Lost in time
Ennesima discussione e nemmeno troppo rumorosa, ma stavolta è stato diverso.
Davanti a me non avevo più una persona, avevo uno strano tipo che mi fissava.
Le altre volte controbatteva, rispondeva, alzava la voce. Sbatteva la porta.
Dopo un paio di ore mi mandava un messaggio.
Facevamo pace e tutto tornava tranquillo.
Stavolta però, l’ ho visto totalmente assente.
Mi guardava con degli occhi che non avevo mai visto.
L’ ho visto ridere, piangere, godere, stare male, l’ ho visto in tutte le salse, ma questa mi mancava.
Mi lascia perplessa, incredula e anche impaurita.
Credo che se potesse mi toglierebbe la vita.
Ho quasi il presentimento che mi arrivi uno schiaffo, forse me lo merito.
Intanto sto riempiendo fazzoletti come bustine per il thè.
Ogni tanto annuisce, ma è veramente distante.
Sento quasi male e quello sguardo mi entra sotto pelle, passa ogni strato e mi si conficca nella carne.

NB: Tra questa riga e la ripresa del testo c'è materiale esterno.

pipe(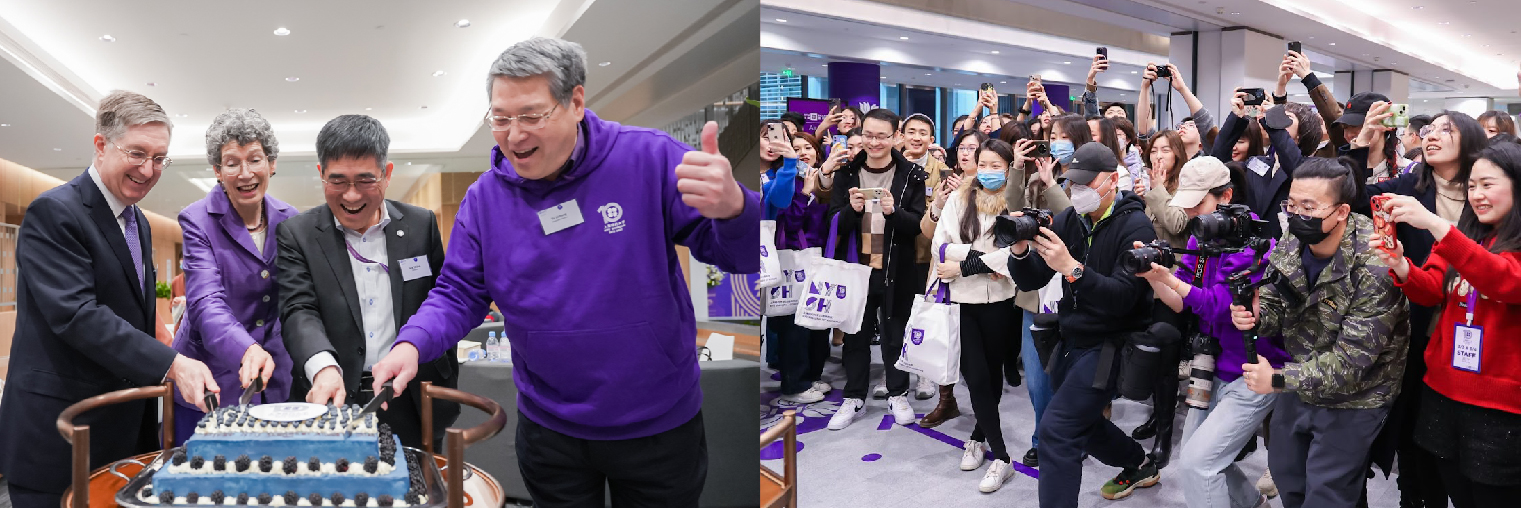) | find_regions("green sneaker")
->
[1098,459,1162,499]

Ci sono rimasta per quasi un anno, mi aveva sempre fatto vedere il suo lato buono, un misto di premura e calma, di rispetto e simpatia, ma questo lato non me l’ aspettavo.

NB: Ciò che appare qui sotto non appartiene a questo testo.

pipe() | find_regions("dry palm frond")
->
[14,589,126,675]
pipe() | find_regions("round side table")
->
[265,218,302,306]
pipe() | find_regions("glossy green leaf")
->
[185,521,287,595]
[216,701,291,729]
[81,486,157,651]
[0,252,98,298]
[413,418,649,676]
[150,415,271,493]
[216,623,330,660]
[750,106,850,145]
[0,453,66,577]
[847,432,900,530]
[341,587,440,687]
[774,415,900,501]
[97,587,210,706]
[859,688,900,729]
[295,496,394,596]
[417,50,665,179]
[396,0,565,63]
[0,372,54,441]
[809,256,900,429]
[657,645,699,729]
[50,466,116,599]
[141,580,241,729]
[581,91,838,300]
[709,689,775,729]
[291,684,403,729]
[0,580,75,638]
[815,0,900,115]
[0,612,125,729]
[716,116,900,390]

Ho provato a strappargli un sorriso, una smorfia.
Nulla.
Toccandogli il braccio ho sentito quasi freddo. Una strana scossa.
Gli dicevo di parlarmi, di mandarmi anche a quel paese.
Il nulla più assoluto.
Questo silenzio mi stava facendo a pezzi.
Taceva, si grattava la barba, strizzava gli occhi, respirava piano.
Allungò le gambe e mise le mani dietro la nuca. Ogni tanto prendeva la bottiglietta di acqua, beveva un sorso, si passava la lingua sulle labbra, serrava la mascella.
Movimenti misurati, lenti.
Sempre in silenzio.
Durante i nostri momenti intimi, di scazzo, di confronto mi aveva sempre avvisato e messo al corrente del suo peggior difetto, a detta sua.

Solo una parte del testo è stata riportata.